A couple of tears slip down Steve’s flushed cheeks and he scrubs them away like the situation is somehow their fault. “I don’t know what I did wrong,” he mumbles, his voice now softer and choked up with tears, though his eyes are still rage-hot.

“You didn’t-” Bucky’s legs push him off of the stool before he can process that he’s moving, but Steve takes a defensive step back, his hands coming up in fists again.

“You’re supposed to be my best friend!” Steve’s shouting again, but he’s still crying and his whole body is starting to shake. “You promised we’d be friends forever! But now you’re all grown up and stupid and everything’s weird and I hate you!”

Bucky has about half a second to think _he recognizes me. How the hell does he recognize me?_ Then the full brunt of the situation slams into him like a sack of bricks.

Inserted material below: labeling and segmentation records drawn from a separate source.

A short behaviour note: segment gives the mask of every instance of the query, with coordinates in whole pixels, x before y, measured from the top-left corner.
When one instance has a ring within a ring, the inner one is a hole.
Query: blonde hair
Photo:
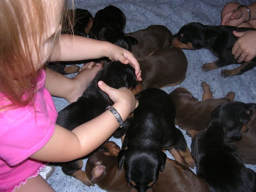
[[[40,60],[42,37],[51,18],[46,16],[51,14],[43,6],[44,0],[0,0],[0,92],[12,106],[33,103],[37,73],[32,49]],[[70,16],[65,8],[62,15]]]

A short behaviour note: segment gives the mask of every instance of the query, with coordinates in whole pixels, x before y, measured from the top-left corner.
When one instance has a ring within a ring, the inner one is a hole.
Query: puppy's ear
[[[166,158],[167,156],[166,154],[162,151],[160,152],[160,171],[162,172],[165,169],[165,163],[166,162]]]
[[[117,161],[118,161],[118,169],[121,170],[122,168],[123,164],[124,163],[124,161],[125,159],[125,154],[126,153],[126,150],[121,150],[118,154],[117,156]]]
[[[131,36],[127,36],[127,39],[131,45],[137,45],[139,44],[138,40]]]
[[[234,141],[239,141],[242,139],[242,134],[238,129],[227,131],[227,137]]]
[[[221,107],[221,105],[218,105],[213,110],[212,112],[212,114],[211,115],[211,117],[212,118],[217,119],[218,118]]]

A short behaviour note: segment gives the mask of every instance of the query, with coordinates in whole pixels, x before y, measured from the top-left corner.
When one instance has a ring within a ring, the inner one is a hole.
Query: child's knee
[[[222,18],[225,14],[230,11],[236,9],[240,4],[235,2],[229,2],[226,3],[221,11],[221,15]]]

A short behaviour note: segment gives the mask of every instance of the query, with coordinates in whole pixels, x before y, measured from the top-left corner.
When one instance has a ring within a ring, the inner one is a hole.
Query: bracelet
[[[249,14],[249,18],[248,18],[248,19],[247,19],[247,20],[244,21],[244,23],[247,22],[249,21],[250,21],[250,19],[251,19],[251,11],[250,11],[250,10],[248,8],[248,7],[247,7],[247,6],[245,5],[241,5],[239,6],[238,7],[237,7],[237,9],[239,9],[239,8],[240,8],[242,7],[245,8],[246,10],[247,10],[247,11],[248,12],[248,14]]]
[[[112,113],[114,117],[115,117],[119,124],[119,128],[122,128],[124,125],[124,121],[121,117],[120,114],[117,112],[116,109],[112,106],[110,105],[106,108],[106,110],[109,110]]]

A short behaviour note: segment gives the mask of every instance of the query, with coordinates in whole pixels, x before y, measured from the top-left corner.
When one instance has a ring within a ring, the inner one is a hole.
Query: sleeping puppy
[[[56,123],[69,130],[98,116],[113,103],[107,94],[98,87],[99,81],[103,81],[108,85],[118,89],[123,87],[129,88],[136,94],[141,90],[137,82],[134,69],[130,65],[119,61],[110,62],[97,74],[77,101],[71,103],[58,113]],[[125,133],[129,120],[125,122],[124,127],[114,133],[113,136],[120,138]],[[62,170],[65,174],[71,175],[87,184],[85,173],[81,170],[81,159],[64,163]]]
[[[89,37],[109,41],[129,50],[131,45],[138,44],[138,42],[124,32],[126,22],[125,16],[121,10],[109,5],[96,13]]]
[[[256,191],[256,173],[245,166],[226,132],[214,119],[206,128],[191,135],[191,153],[197,175],[208,184],[211,191]]]
[[[85,167],[91,186],[96,184],[107,191],[129,192],[123,168],[118,169],[119,146],[109,141],[91,154]],[[166,159],[165,170],[160,172],[153,191],[162,192],[207,192],[206,183],[189,168],[176,161]]]
[[[86,37],[92,26],[93,16],[89,11],[86,10],[77,9],[74,11],[75,12],[75,23],[73,30],[71,31],[70,28],[67,30],[64,29],[61,31],[61,33],[70,34],[73,34],[73,33],[75,35]],[[69,21],[67,20],[65,22],[68,23]],[[48,62],[47,67],[61,74],[67,75],[77,73],[80,68],[75,64],[81,63],[82,63],[79,61]],[[67,65],[72,65],[68,67]]]
[[[175,104],[175,124],[188,132],[198,132],[204,129],[213,110],[218,106],[233,101],[234,98],[233,92],[229,92],[225,97],[213,98],[209,85],[205,82],[203,82],[201,85],[203,90],[201,101],[182,87],[176,88],[169,94]]]
[[[131,190],[145,191],[152,190],[159,171],[164,170],[167,156],[163,150],[169,150],[188,167],[194,167],[194,162],[182,133],[175,127],[175,106],[168,94],[150,88],[136,98],[140,104],[118,154],[118,166],[120,170],[124,164]]]
[[[169,39],[172,33],[165,26],[153,25],[130,33],[127,35],[138,40],[138,44],[131,46],[130,51],[137,59],[140,60],[152,55],[158,49],[170,47]]]
[[[212,118],[222,125],[227,137],[236,141],[244,163],[256,164],[256,104],[228,103],[217,107]]]
[[[233,63],[241,64],[238,67],[230,70],[223,70],[221,75],[227,77],[241,75],[256,65],[256,58],[250,61],[241,63],[234,59],[231,53],[233,46],[238,38],[233,34],[233,31],[245,31],[254,29],[236,27],[228,26],[204,25],[198,23],[191,23],[182,27],[179,32],[172,36],[170,43],[174,47],[181,49],[209,49],[219,59],[202,66],[205,72]]]
[[[93,16],[86,10],[76,9],[75,11],[75,24],[73,29],[74,34],[87,37],[93,26]]]
[[[143,89],[174,86],[186,77],[187,60],[183,51],[177,48],[160,49],[138,61]]]

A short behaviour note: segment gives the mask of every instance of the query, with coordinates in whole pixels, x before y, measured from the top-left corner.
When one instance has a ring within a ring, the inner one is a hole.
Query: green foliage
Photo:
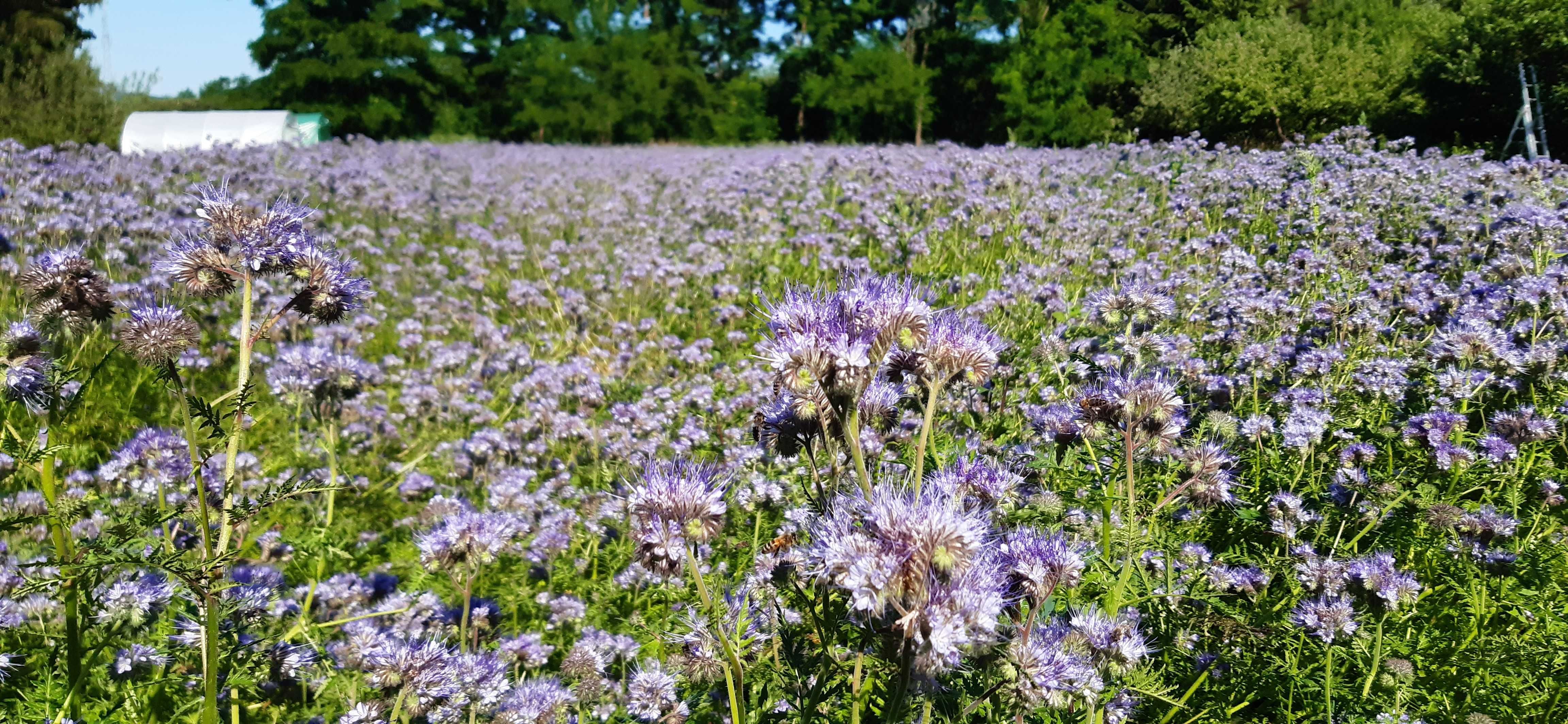
[[[1555,0],[1472,0],[1427,56],[1422,119],[1433,141],[1497,146],[1519,110],[1519,63],[1535,66],[1548,138],[1568,133],[1568,13]],[[1512,149],[1519,154],[1521,147]]]
[[[1204,27],[1152,64],[1142,121],[1232,139],[1284,141],[1356,122],[1397,133],[1397,121],[1424,110],[1417,61],[1452,14],[1427,3],[1345,9]]]
[[[996,71],[1011,136],[1079,146],[1126,135],[1118,110],[1145,72],[1140,45],[1135,17],[1116,2],[1074,2],[1051,13]]]
[[[914,138],[916,113],[930,103],[930,75],[898,47],[867,45],[804,75],[801,96],[829,113],[834,141],[903,141]]]

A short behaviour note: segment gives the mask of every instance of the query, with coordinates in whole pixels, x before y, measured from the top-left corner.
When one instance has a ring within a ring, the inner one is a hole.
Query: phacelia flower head
[[[659,461],[626,497],[637,534],[638,558],[673,574],[685,559],[687,542],[707,542],[724,527],[726,475],[691,461]]]
[[[1323,639],[1325,644],[1350,636],[1358,628],[1356,611],[1350,606],[1350,599],[1342,595],[1303,600],[1290,613],[1290,622]]]
[[[1019,528],[1002,539],[999,550],[1002,564],[1035,605],[1083,580],[1088,545],[1062,533]]]
[[[638,666],[626,685],[626,711],[640,721],[655,722],[671,713],[684,719],[687,705],[676,693],[676,677],[659,661],[649,661]]]
[[[152,674],[152,669],[166,663],[169,663],[169,657],[158,653],[157,649],[144,644],[130,644],[129,649],[121,649],[114,655],[114,663],[110,664],[108,675],[122,682],[136,680]]]
[[[1380,552],[1356,558],[1345,566],[1345,574],[1363,591],[1383,603],[1388,611],[1414,603],[1416,597],[1421,595],[1421,583],[1416,581],[1414,575],[1396,569],[1391,553]]]
[[[83,331],[114,315],[108,279],[80,249],[55,249],[33,257],[16,277],[31,304],[28,315],[47,328]]]
[[[994,506],[1016,497],[1024,478],[988,458],[960,458],[933,472],[925,484],[969,506]]]
[[[119,342],[136,360],[162,367],[201,340],[201,329],[179,307],[136,307],[119,328]]]
[[[495,708],[495,724],[554,724],[577,700],[555,677],[528,679]]]
[[[925,365],[938,382],[963,379],[982,384],[996,373],[997,359],[1007,340],[974,317],[947,310],[931,318],[931,334],[925,342]]]
[[[325,345],[285,345],[267,368],[273,395],[323,417],[336,417],[345,401],[379,379],[379,367]]]
[[[419,559],[428,569],[450,569],[459,564],[488,564],[499,555],[517,550],[517,538],[528,523],[511,512],[459,511],[447,516],[434,528],[414,536]]]
[[[172,429],[143,428],[97,469],[105,486],[125,487],[136,495],[190,495],[191,453],[185,436]]]
[[[1176,302],[1152,287],[1129,284],[1088,295],[1083,309],[1107,324],[1149,323],[1174,315]]]

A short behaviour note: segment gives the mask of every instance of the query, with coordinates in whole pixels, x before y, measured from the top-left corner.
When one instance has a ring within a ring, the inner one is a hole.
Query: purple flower
[[[659,661],[638,666],[626,685],[626,711],[641,721],[654,722],[670,713],[685,718],[687,705],[676,693],[676,677],[666,674]]]
[[[688,542],[707,542],[724,525],[726,475],[713,465],[654,462],[626,497],[640,561],[674,575],[687,558]]]
[[[1358,628],[1350,599],[1339,595],[1303,600],[1290,613],[1290,622],[1323,639],[1325,644],[1333,644],[1334,638],[1348,636]]]
[[[544,643],[541,633],[524,633],[514,638],[503,638],[499,643],[500,653],[516,661],[524,669],[538,669],[550,660],[555,647]]]
[[[1258,566],[1214,566],[1209,585],[1218,591],[1258,595],[1269,585],[1269,574]]]
[[[1007,340],[980,320],[947,310],[931,318],[924,353],[933,379],[947,382],[960,378],[982,384],[996,373],[997,359],[1007,346]]]
[[[157,619],[174,597],[174,585],[157,574],[121,578],[99,586],[97,619],[110,627],[141,628]]]
[[[183,500],[194,492],[190,443],[172,429],[143,428],[99,465],[96,475],[105,486],[130,489],[149,498],[163,492]]]
[[[16,284],[31,302],[28,315],[50,329],[85,331],[114,315],[108,279],[80,249],[53,249],[33,257],[16,276]]]
[[[1369,594],[1381,600],[1385,610],[1394,611],[1403,603],[1414,603],[1421,595],[1416,577],[1394,567],[1389,553],[1370,553],[1345,566],[1345,574]]]
[[[1014,638],[1007,661],[1018,672],[1010,691],[1025,708],[1068,708],[1094,699],[1105,688],[1094,663],[1066,639],[1066,627],[1032,632]]]
[[[118,680],[135,680],[146,677],[152,669],[166,663],[169,663],[169,657],[158,653],[157,649],[130,644],[129,649],[121,649],[114,655],[114,663],[110,664],[108,675]]]
[[[960,458],[927,476],[925,484],[941,495],[971,506],[994,506],[1016,497],[1024,478],[986,458]]]
[[[1036,606],[1055,591],[1083,580],[1088,545],[1074,544],[1062,533],[1019,528],[1002,539],[999,550],[1002,564]]]
[[[414,545],[426,569],[445,570],[489,564],[502,553],[513,553],[527,531],[528,523],[511,512],[459,511],[414,536]]]
[[[1300,495],[1279,491],[1269,498],[1269,530],[1295,541],[1301,528],[1322,520]]]
[[[141,364],[162,367],[201,340],[201,329],[179,307],[136,307],[119,328],[119,342]]]
[[[575,702],[566,686],[554,677],[528,679],[519,683],[495,708],[495,724],[550,724]]]

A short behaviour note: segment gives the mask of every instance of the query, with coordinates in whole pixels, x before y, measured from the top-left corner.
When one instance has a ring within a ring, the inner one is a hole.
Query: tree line
[[[1568,139],[1562,0],[252,2],[260,77],[94,100],[88,3],[0,0],[0,94],[31,99],[0,136],[80,116],[33,141],[93,139],[110,102],[320,111],[375,138],[1267,146],[1364,124],[1501,150],[1524,63]]]

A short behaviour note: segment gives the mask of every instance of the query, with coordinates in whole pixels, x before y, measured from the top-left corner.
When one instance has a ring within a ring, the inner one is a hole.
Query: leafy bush
[[[1428,5],[1377,22],[1286,14],[1223,20],[1152,63],[1140,118],[1154,129],[1286,141],[1363,122],[1397,133],[1419,116],[1419,60],[1450,14]]]
[[[5,143],[0,185],[8,721],[1562,718],[1560,165]]]

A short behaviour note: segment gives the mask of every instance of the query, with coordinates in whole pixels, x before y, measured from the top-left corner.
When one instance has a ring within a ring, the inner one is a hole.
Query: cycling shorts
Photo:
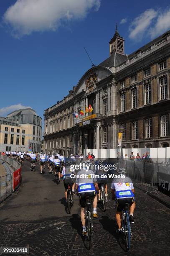
[[[117,198],[115,200],[115,208],[117,212],[122,212],[123,210],[124,204],[129,204],[130,205],[134,202],[134,197],[122,197]]]
[[[91,198],[91,203],[92,203],[96,196],[96,191],[79,193],[79,195],[80,197],[79,204],[80,206],[83,207],[83,208],[84,208],[86,206],[86,197],[90,197]]]

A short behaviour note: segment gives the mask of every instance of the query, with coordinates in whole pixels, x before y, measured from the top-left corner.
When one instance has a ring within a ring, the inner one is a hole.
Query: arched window
[[[107,127],[104,127],[103,129],[103,142],[107,142]]]
[[[147,118],[145,120],[145,137],[151,138],[152,136],[152,118]]]
[[[95,114],[96,112],[96,99],[94,99],[94,100],[93,101],[93,111],[92,114]]]
[[[161,136],[169,136],[169,124],[168,115],[162,115],[160,118]]]

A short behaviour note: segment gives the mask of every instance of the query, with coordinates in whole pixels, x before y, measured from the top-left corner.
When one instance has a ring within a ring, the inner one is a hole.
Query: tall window
[[[132,123],[132,138],[133,140],[138,138],[138,124],[137,121]]]
[[[22,145],[24,145],[25,144],[25,136],[23,135],[22,136]]]
[[[122,141],[126,141],[126,125],[125,123],[124,123],[121,125],[121,128],[123,128],[124,129],[122,131]]]
[[[161,136],[169,136],[169,118],[167,115],[161,116]]]
[[[151,84],[147,84],[145,85],[145,104],[151,103]]]
[[[60,130],[61,130],[62,119],[60,120]]]
[[[58,131],[58,120],[57,120],[57,123],[56,123],[56,131]]]
[[[107,115],[107,100],[103,101],[103,115]]]
[[[67,146],[70,146],[70,137],[69,136],[67,136]]]
[[[4,144],[8,143],[8,133],[5,133],[4,135]]]
[[[36,134],[36,126],[33,125],[33,135],[35,135]]]
[[[167,63],[166,60],[160,62],[159,64],[160,70],[162,70],[167,67]]]
[[[66,128],[66,117],[64,117],[64,123],[63,125],[63,129]]]
[[[121,102],[121,111],[125,111],[125,94],[123,93],[120,95],[120,102]]]
[[[17,135],[17,140],[16,141],[16,144],[19,145],[20,143],[20,136],[18,134]]]
[[[70,127],[70,115],[68,115],[68,118],[67,127],[69,128]]]
[[[167,76],[160,79],[160,98],[165,100],[167,98]]]
[[[14,143],[14,135],[11,134],[10,135],[10,144],[13,144]]]
[[[150,75],[150,69],[144,70],[144,77],[147,77]]]
[[[125,82],[124,81],[122,81],[120,82],[120,88],[123,88],[125,86]]]
[[[137,108],[137,88],[132,90],[132,108]]]
[[[103,129],[103,142],[107,142],[107,127],[104,127]]]
[[[132,77],[131,78],[131,82],[132,83],[135,83],[137,81],[137,75],[133,76],[133,77]]]
[[[146,138],[151,138],[152,136],[152,118],[147,118],[145,121],[145,136]]]

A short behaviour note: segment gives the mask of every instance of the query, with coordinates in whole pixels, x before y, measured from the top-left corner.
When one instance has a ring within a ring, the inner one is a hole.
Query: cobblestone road
[[[77,197],[74,197],[71,214],[68,215],[63,184],[54,183],[47,170],[42,176],[39,171],[31,172],[28,162],[24,164],[24,186],[0,205],[1,246],[27,246],[29,255],[36,256],[169,255],[170,210],[140,188],[135,188],[137,206],[129,252],[125,252],[123,241],[117,234],[111,200],[105,212],[98,209],[89,251],[81,235]]]

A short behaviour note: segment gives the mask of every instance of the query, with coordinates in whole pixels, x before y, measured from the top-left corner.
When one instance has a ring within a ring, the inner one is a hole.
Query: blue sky
[[[1,0],[0,116],[30,106],[43,117],[91,64],[109,56],[115,31],[130,54],[170,29],[168,1]]]

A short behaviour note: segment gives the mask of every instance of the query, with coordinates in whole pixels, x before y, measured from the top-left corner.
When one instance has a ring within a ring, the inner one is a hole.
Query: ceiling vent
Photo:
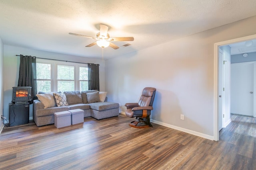
[[[123,45],[121,45],[121,47],[126,47],[130,46],[130,45],[132,45],[131,44],[127,43],[127,44],[124,44]]]
[[[238,49],[238,50],[241,53],[247,52],[249,53],[250,51],[255,51],[256,50],[256,46],[249,47],[248,47],[242,48]]]

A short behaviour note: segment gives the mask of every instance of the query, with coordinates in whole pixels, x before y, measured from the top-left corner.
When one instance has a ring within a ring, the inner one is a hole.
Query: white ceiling
[[[99,24],[110,37],[130,37],[104,49],[104,58],[136,51],[256,15],[255,0],[0,0],[0,37],[12,46],[101,58]],[[29,55],[29,54],[24,54]]]

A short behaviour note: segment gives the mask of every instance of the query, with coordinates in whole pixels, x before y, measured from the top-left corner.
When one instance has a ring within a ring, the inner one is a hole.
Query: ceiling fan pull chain
[[[104,58],[103,58],[103,49],[104,49],[104,48],[102,48],[101,47],[101,56],[102,57],[102,61],[104,62]]]

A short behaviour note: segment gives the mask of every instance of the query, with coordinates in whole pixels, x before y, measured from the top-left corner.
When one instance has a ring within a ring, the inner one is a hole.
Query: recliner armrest
[[[125,104],[124,106],[126,106],[126,108],[128,109],[132,109],[132,108],[135,107],[138,107],[139,106],[139,104],[138,103],[128,103]]]
[[[135,111],[136,110],[153,110],[152,106],[144,106],[144,107],[133,107],[132,110],[133,111]]]

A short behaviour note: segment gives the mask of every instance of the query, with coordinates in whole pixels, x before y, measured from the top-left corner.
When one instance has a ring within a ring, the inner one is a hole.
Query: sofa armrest
[[[152,106],[144,106],[144,107],[133,107],[132,110],[133,111],[135,111],[136,110],[153,110],[153,107]]]
[[[138,107],[139,104],[138,103],[128,103],[124,105],[127,109],[132,109],[135,107]]]

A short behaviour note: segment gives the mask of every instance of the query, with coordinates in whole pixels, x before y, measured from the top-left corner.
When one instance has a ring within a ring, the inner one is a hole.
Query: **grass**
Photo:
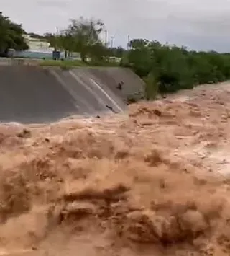
[[[55,60],[44,60],[39,63],[42,66],[56,66],[62,69],[70,69],[75,67],[106,67],[106,66],[118,66],[119,63],[96,63],[93,62],[84,63],[80,60],[64,60],[64,61],[55,61]]]
[[[40,66],[57,66],[62,69],[73,68],[75,66],[87,66],[87,64],[80,60],[44,60],[40,62]]]

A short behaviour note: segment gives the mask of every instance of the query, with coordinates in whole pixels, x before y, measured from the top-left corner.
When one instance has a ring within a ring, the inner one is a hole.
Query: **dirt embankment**
[[[1,125],[0,255],[229,255],[230,94],[193,96]]]

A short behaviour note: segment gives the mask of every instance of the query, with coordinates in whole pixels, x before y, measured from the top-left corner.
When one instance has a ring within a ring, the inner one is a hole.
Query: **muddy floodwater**
[[[230,84],[0,125],[0,255],[230,255]]]

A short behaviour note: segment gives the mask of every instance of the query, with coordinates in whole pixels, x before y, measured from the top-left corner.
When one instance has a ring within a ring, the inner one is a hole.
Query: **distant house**
[[[32,58],[52,58],[53,47],[45,39],[34,38],[24,35],[29,49],[15,53],[15,57]]]
[[[50,43],[45,39],[31,37],[29,35],[24,35],[24,37],[30,51],[52,53],[54,50],[53,47],[50,47]]]

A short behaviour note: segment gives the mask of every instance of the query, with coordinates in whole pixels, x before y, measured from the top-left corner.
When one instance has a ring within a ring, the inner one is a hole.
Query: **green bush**
[[[159,42],[134,40],[120,65],[129,66],[146,83],[146,97],[230,79],[230,54],[188,51]]]

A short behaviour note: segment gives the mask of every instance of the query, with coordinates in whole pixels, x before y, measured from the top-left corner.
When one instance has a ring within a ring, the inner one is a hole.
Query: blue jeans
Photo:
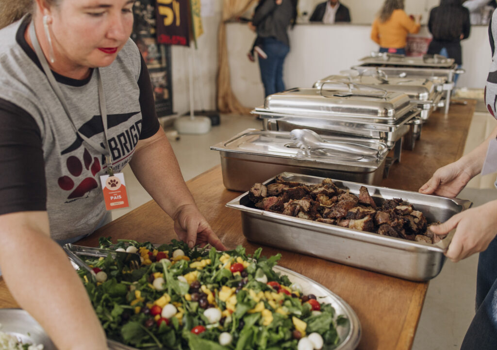
[[[275,38],[262,38],[261,48],[267,58],[259,58],[260,79],[264,85],[265,96],[285,89],[283,82],[283,64],[290,48]]]
[[[380,47],[380,52],[389,52],[391,54],[397,54],[398,55],[405,55],[406,49],[395,49],[393,47]]]
[[[476,280],[476,314],[461,350],[497,349],[497,238],[480,253]]]
[[[441,56],[443,56],[444,57],[447,57],[447,58],[448,58],[449,57],[449,53],[447,52],[447,49],[446,49],[445,47],[442,48],[442,49],[440,50],[440,52],[438,53],[438,54],[440,55]],[[460,68],[461,68],[461,65],[457,65],[457,68],[459,69]],[[456,83],[457,82],[457,79],[459,78],[459,74],[454,75],[454,86],[455,86]]]

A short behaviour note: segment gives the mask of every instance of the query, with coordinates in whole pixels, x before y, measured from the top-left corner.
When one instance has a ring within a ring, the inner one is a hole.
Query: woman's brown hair
[[[394,10],[403,10],[404,8],[404,0],[385,0],[378,15],[380,21],[383,23],[388,20]]]

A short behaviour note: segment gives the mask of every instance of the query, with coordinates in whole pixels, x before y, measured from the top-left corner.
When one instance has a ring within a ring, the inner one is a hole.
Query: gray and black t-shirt
[[[56,240],[90,233],[105,215],[104,156],[75,132],[24,34],[25,18],[0,30],[0,214],[48,213]],[[99,69],[114,171],[139,140],[159,130],[146,66],[129,39]],[[77,80],[53,72],[80,132],[106,148],[95,72]]]

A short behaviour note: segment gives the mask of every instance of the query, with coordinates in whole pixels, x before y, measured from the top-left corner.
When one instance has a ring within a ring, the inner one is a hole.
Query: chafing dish
[[[405,93],[409,96],[411,102],[415,103],[421,109],[421,118],[423,120],[427,120],[431,111],[436,109],[442,96],[442,93],[436,90],[435,85],[429,79],[389,78],[380,69],[377,69],[372,76],[364,74],[356,77],[351,74],[329,76],[315,83],[313,87],[344,91],[380,88],[387,91]]]
[[[281,175],[286,180],[306,183],[323,180],[322,177],[297,174]],[[274,178],[270,178],[264,183],[273,181]],[[346,181],[334,182],[355,194],[364,185],[378,204],[385,199],[401,198],[422,212],[428,222],[445,221],[472,204],[457,198]],[[444,248],[436,245],[262,210],[251,204],[248,192],[226,205],[241,211],[244,235],[249,241],[258,243],[414,281],[433,278],[445,261]]]
[[[221,156],[223,181],[228,189],[245,191],[282,172],[298,172],[335,178],[379,183],[383,178],[387,146],[374,140],[324,136],[326,141],[349,142],[378,150],[376,157],[327,150],[307,153],[299,148],[288,132],[248,129],[211,147]]]
[[[368,119],[376,122],[395,122],[412,108],[406,94],[381,88],[353,93],[298,88],[270,95],[264,104],[264,110],[277,113]]]
[[[378,67],[389,77],[421,77],[432,80],[436,85],[437,89],[445,93],[445,100],[441,101],[439,105],[445,106],[446,114],[449,110],[455,75],[465,72],[464,69],[458,68],[453,59],[445,58],[439,55],[408,57],[388,53],[372,52],[371,56],[364,57],[360,61],[363,62],[362,64],[352,67],[360,73],[372,72]]]

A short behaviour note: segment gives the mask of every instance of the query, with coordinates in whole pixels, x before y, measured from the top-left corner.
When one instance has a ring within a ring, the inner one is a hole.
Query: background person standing
[[[380,45],[380,52],[406,54],[407,36],[419,31],[421,15],[414,20],[404,11],[404,0],[385,0],[371,27],[371,38]]]
[[[297,17],[297,0],[265,0],[254,13],[252,25],[260,38],[258,45],[267,58],[259,60],[264,96],[285,89],[283,65],[290,51],[287,32]]]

And, oh God, Bucky’s been so stupid. He forgets about HYDRA, about his metal arm and the invisible but irredeemable blood on his hands. In an instant he’s on his knees and pulling Steve’s tiny, shaking body into his arms. Steve resists at first, trying to shove Bucky away and pounding on his chest with wild, flailing fists as his words dissolve into incoherent shouts. But Bucky doesn’t let go and in seconds Steve is sagging limply in his arms, sobbing with his whole body into Bucky’s metal shoulder.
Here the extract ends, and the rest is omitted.